Reid stopped before one glassed-in tray that sat by itself. “These are Shifter,” he said.
Bowman went quickly to him, and the other two Shifters closed behind Bowman. Three skulls and several piles of bones occupied the case. Unlike the bones in the other trays, these weren’t labeled.
“You see,” Reid said, pointing, “the shape of the skull is slightly different, the bones a little thicker than those of a human. These bones that look animal are the right size to be Shifter.”
They eyed the remains in disquiet. “How do you know what Shifter skulls look like?” Graham asked in a low voice. “We don’t let people look at them.”
“People, no. Fae, yes. Some of the hoch alfar still have Shifter skulls as trophies in their halls. Passed down through the generations.”
Bowman felt sick. Whoever those ancient Shifters were, he said a prayer to the Goddess for them, hoping their souls had managed to escape.
“Pierce,” he said.
Pierce knew what Bowman wanted. He drew his sword, went to the case, and brought the hilt down, shattering the glass.
Reid and Graham helped Pierce clear the shards away while Bowman stood a little apart, his heart thumping. The skulls were very old, he could tell by the scent, or lack of it, but the fact that they existed at all infuriated him. Turner could only have acquired them from Shifter hunters or from Fae.

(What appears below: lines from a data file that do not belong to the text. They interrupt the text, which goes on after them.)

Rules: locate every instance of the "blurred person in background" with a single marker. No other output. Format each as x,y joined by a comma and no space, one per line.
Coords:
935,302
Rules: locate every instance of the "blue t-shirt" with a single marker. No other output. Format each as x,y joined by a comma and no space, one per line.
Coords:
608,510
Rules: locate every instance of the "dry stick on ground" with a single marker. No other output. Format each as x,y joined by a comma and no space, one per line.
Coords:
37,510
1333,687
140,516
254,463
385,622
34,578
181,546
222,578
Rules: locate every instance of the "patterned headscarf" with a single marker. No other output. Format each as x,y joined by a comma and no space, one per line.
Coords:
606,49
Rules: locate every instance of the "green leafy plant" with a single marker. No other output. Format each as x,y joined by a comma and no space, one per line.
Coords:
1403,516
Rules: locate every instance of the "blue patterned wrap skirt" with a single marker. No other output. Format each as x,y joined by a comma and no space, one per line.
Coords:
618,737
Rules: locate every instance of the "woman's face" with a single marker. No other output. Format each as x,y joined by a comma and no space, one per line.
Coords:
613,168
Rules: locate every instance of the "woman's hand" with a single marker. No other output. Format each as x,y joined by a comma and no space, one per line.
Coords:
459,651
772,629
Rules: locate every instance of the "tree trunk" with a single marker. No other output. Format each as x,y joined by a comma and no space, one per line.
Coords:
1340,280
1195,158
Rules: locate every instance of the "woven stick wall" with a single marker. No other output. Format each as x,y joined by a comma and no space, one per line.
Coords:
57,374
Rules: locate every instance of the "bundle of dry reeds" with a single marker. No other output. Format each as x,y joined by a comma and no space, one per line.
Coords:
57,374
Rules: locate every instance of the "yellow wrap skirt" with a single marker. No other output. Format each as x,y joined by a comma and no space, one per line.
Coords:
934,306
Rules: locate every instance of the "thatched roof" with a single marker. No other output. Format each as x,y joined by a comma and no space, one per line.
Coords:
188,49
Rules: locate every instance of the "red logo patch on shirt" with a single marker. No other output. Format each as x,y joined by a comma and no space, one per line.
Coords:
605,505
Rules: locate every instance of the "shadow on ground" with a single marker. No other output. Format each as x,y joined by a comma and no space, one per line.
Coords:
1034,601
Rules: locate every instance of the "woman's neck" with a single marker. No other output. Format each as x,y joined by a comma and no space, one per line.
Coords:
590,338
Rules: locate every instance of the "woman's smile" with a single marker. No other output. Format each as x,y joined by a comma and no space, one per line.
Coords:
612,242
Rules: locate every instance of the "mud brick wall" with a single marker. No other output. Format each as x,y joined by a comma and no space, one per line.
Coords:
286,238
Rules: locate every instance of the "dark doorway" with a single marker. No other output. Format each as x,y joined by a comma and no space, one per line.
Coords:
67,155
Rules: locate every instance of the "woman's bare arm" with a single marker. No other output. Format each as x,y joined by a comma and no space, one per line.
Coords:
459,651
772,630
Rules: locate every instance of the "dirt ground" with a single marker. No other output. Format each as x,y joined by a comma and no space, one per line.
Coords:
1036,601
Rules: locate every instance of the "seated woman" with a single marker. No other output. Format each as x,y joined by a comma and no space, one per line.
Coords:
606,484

Once the pieces of glass were out of the way, Pierce flipped the sword over and thrust the blade through the first skull.
The runes on the sword flashed, and a hum broke the silence. The skull disintegrated at the touch of the blade, a little sigh flowing into the room. One by one, the bones and skulls became dust, the little whisper as each was released making Bowman’s throat tighten.
When Pierce finished, he let the sword’s point touch the floor while he bowed his head and said a prayer to the Goddess. Graham joined him, murmuring the words. Reid only watched, but his face was somber.
Bowman’s cell phone pealed. The others snapped around at the sudden sound. Bowman clicked on the phone and held it to his ear. “What?”